"You cannot—" she breathed almost inaudibly. Her senses were clouding and reeling, but she clutched desperately at that one thought. Some things were impossible. This was one of them. Death—yes, and oh, quickly, quickly; no more of this torture. But this new, monstrous threat—no, no, dear God! no, such a thing could not, could not happen!

The room was all mist, swirling, rolling mist out of which looked Hébert's eyes. Through it sounded his voice, his laugh.

"Cannot, cannot—fine words, my pretty, fine words. When one has friends, good friends, one can do a good deal more than you think, and instead of finding yourself in the Conciergerie between sentence and execution, I can arrange quite nicely that you should be in these loving arms of mine. Aha, my dear! What do you say now? Will you hear reason, or no?"

The mist covered everything now, and the wall she leaned against seemed to rock and give. She spread out her hands, and with a gasp fell waveringly, first to her knees, and then sideways upon the stones in a dead faint.

CHAPTER XVII

DISTRESSING NEWS

Dangeau entered Paris next morning. His mission had dragged itself out to an interminable length. Even now he returned alone, his colleague, Bonnet, having been ordered to remain at Lyons for the present, whilst Dangeau made report at headquarters. The cities of the South smouldered ominously, and were ready at a breath to break into roaring flame. Even as Dangeau rode the first tongues of fire ran up, and a general conflagration threatened. Of this he rode to give earnest warning, and his face was troubled and anxious, though the outdoor life had given it a brown vigour which had been lacking before.

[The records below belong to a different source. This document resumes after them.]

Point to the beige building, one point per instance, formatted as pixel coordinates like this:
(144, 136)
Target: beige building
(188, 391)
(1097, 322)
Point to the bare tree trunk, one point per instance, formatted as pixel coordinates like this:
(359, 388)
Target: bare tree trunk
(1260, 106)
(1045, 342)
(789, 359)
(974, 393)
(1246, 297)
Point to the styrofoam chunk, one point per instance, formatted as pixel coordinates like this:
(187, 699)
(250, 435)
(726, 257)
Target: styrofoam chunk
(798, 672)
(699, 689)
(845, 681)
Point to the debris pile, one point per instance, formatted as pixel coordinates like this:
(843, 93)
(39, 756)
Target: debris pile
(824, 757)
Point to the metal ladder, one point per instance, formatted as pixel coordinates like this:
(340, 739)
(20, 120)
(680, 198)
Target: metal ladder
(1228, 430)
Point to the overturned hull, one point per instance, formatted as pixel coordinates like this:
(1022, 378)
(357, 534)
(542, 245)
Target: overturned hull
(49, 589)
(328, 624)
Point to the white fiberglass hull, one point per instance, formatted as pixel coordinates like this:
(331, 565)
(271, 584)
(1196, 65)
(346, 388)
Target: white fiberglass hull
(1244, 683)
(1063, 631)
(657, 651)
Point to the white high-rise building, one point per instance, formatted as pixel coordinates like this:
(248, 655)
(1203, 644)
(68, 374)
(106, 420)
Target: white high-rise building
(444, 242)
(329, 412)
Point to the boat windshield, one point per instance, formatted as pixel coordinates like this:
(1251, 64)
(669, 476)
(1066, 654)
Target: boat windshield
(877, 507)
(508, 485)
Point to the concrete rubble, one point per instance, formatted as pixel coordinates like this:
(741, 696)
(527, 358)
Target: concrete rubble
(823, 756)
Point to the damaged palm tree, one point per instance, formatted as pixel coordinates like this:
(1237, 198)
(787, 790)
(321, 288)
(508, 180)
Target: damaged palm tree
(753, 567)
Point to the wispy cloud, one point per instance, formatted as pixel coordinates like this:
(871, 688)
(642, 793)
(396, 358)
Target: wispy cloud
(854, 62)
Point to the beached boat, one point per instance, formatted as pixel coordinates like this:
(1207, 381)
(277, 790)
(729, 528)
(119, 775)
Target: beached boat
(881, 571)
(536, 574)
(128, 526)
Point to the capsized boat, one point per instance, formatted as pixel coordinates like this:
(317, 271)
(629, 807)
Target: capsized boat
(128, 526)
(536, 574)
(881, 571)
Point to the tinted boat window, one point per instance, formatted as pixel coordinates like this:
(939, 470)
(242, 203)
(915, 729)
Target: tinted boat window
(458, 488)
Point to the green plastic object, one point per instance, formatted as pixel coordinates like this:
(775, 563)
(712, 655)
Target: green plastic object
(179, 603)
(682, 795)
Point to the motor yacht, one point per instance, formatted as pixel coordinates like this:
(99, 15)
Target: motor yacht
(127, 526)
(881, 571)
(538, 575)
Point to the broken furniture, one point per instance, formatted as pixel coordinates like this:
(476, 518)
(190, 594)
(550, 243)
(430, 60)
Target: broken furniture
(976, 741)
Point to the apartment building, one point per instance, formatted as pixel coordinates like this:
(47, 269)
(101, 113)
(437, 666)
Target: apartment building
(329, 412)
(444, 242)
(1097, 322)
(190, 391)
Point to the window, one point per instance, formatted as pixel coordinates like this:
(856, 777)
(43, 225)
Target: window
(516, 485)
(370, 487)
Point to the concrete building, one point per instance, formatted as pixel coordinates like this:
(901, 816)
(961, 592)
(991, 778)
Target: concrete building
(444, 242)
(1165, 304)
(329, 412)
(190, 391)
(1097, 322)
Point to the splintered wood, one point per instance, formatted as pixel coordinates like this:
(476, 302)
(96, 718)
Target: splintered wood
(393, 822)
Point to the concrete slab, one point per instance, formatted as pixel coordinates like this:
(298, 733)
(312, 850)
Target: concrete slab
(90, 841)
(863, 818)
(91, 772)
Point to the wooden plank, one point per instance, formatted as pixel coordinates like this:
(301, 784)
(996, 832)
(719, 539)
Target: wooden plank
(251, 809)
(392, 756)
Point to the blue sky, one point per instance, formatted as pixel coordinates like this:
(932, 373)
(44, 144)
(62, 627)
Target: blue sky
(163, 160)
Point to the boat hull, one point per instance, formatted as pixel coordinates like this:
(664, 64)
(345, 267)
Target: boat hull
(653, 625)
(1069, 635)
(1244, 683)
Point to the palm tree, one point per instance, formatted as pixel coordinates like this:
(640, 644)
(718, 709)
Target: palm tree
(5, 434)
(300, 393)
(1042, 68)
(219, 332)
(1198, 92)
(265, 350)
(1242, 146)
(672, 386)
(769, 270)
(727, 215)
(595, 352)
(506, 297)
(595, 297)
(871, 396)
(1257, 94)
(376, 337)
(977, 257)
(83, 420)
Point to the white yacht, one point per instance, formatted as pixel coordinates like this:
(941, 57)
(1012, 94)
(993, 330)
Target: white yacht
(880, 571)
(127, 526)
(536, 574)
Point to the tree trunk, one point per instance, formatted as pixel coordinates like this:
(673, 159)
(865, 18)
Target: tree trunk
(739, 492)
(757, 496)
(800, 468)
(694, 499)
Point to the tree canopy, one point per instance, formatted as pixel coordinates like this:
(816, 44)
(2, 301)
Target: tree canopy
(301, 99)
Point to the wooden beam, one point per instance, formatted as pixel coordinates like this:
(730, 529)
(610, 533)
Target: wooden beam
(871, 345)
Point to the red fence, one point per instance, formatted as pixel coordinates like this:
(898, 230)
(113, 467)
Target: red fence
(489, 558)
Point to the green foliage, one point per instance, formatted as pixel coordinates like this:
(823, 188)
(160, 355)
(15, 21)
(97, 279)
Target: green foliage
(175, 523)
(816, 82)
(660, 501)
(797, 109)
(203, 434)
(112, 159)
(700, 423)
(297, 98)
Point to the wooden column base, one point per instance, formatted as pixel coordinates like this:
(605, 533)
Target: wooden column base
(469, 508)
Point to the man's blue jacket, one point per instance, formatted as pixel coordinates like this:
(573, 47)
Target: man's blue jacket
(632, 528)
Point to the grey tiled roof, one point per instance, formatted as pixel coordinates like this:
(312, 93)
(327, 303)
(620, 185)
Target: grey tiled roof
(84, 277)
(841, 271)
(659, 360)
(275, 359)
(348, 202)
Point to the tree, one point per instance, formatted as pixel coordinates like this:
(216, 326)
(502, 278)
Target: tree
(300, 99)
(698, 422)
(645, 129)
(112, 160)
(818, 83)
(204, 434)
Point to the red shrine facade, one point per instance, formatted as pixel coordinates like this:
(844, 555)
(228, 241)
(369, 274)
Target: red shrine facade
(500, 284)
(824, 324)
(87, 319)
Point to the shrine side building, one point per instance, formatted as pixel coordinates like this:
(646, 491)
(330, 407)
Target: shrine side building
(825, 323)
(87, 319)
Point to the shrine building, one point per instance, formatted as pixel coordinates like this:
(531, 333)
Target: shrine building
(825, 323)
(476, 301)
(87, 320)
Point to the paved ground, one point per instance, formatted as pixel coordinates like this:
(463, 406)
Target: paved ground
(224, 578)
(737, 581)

He put up his horse at an inn and walked to his old quarters with a warm glow rising in his breast; a glow before which all misgivings and preoccupations grew faint.

He had not been able to forget the pale, proud aristocrat, who had claimed his love so much against his will and hers; but in his days of absence he had set her image as far apart as might be, involving himself in the press of public business, to the exclusion of his thoughts of her. But now—now that he was about to see her again, the curtain at the back of his mind lifted, and showed her standing—an image in a shrine—unapproachably radiant, unforgettably enchanting, unalterably dear, and all the love in him fell on its knees and adored with hidden face.

He passed up the Rue des Lanternes and beheld its familiar features transfigured. Here she had walked all the months of his absence, and here perhaps she had thought of him; there in the little room had mingled his name with her sweet prayers. He remembered hotly the night he had asked her if she prayed for him, and her low, exquisitely tremulous, "Yes, Citizen."